This year, however, the chosen theme is drawing scrutiny, due to its overarching motif: “Stop ICE.”
Splashed across one side of the Milwaukee County Transit System bus in question is a mural depicting officers detaining immigrant families.
Meanwhile, another part of the bus wrapping provides advice on how community members can evade U.S. Immigration and Customs Enforcement (ICE) authorities, should agents come knocking on their door.
The bus art project was sponsored by the Milwaukee Art Museum as part of an ongoing teen ArtXpress program.
With ICE having recently carried out what immigration officials have said could be the biggest single-state raid in U.S. history in Mississippi this month, students in Milwaukee said they wanted to use this annual opportunity to speak out in support of the families affected by the Trump administration’s ongoing immigration crackdown.
“It’s something that we wish wasn’t real, but it’s something that people are actually facing now,” one student artist involved in the project, Yazmillie Reyes told Fox 6 News about this year’s chosen theme.
While Reyes and other students hoped their artwork would spark discussion within their community, some residents said they took offense to the project.
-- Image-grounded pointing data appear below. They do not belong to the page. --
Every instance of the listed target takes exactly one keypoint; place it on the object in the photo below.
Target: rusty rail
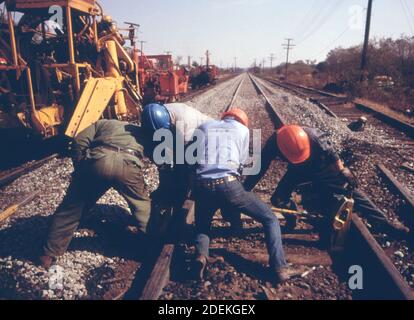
(403, 126)
(400, 188)
(384, 280)
(9, 178)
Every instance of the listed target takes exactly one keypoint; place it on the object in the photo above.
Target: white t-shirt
(186, 119)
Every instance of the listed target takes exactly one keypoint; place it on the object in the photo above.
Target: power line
(334, 41)
(305, 19)
(366, 40)
(287, 46)
(324, 19)
(315, 17)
“I feel like them writing on there on how to avoid ICE when they come to your doorstep, I find, as a Milwaukee taxpayer that is paying for that, I find that quite insulting,” one resident, Michael Percy told the broadcaster.
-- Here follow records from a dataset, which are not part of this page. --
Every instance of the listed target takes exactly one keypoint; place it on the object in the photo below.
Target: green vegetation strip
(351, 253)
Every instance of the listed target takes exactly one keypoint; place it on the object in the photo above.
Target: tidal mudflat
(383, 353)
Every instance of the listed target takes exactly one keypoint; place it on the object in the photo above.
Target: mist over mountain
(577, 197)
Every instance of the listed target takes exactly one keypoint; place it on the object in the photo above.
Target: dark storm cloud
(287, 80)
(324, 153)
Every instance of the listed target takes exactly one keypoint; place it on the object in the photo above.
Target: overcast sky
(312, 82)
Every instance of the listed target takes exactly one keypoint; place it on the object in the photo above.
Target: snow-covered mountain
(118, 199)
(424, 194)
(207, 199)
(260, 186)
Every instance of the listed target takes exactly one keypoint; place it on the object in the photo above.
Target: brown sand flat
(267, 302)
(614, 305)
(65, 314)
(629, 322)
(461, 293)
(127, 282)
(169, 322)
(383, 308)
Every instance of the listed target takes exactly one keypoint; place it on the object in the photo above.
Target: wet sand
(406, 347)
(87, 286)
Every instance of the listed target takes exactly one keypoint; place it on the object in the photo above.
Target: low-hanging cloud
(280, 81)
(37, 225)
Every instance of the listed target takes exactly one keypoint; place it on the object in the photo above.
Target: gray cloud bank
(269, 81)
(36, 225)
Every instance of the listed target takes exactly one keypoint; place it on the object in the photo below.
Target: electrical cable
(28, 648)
Reyes defended the project, however, asserting that it is “not anti-police at all.”
“We just wanted to show that an immigrant can be anybody,” the student said. “America was created off of immigrants.”
The MCTS has not immediately responded to a request for comment from Newsweek, but in a statement to Fox 6, a spokesperson said that it allowed the students to move ahead with the theme because the Milwaukee Art Museum had paid for the ad just as any advertiser would. Further, the project did not violate the transport service’s guidelines for content.
Meanwhile, Milwaukee County Supervisor Sequanna Taylor stood staunchly in support of the project, saying: “I am proud of the students who bravely stood up for themselves and their peers during such a challenging time for our country.”
Taylor said she was inspired by students’ art, which she said “draws attention to serious human rights violations occurring under our current administration. I applaud them for using their civil rights to protect the rights of others with this important work.”
“Families are being ripped apart by the federal government’s inhumane treatment. Our children in the United States see news images and hear stories daily about youth who look just like them being torn away from their parents—not only at the border but also in their hometowns across the country,” she said. “I stand with these children whose art speaks out against the uncivil and inhumane policy of separating and detaining migrant families. We must not stop fighting to keep families together.”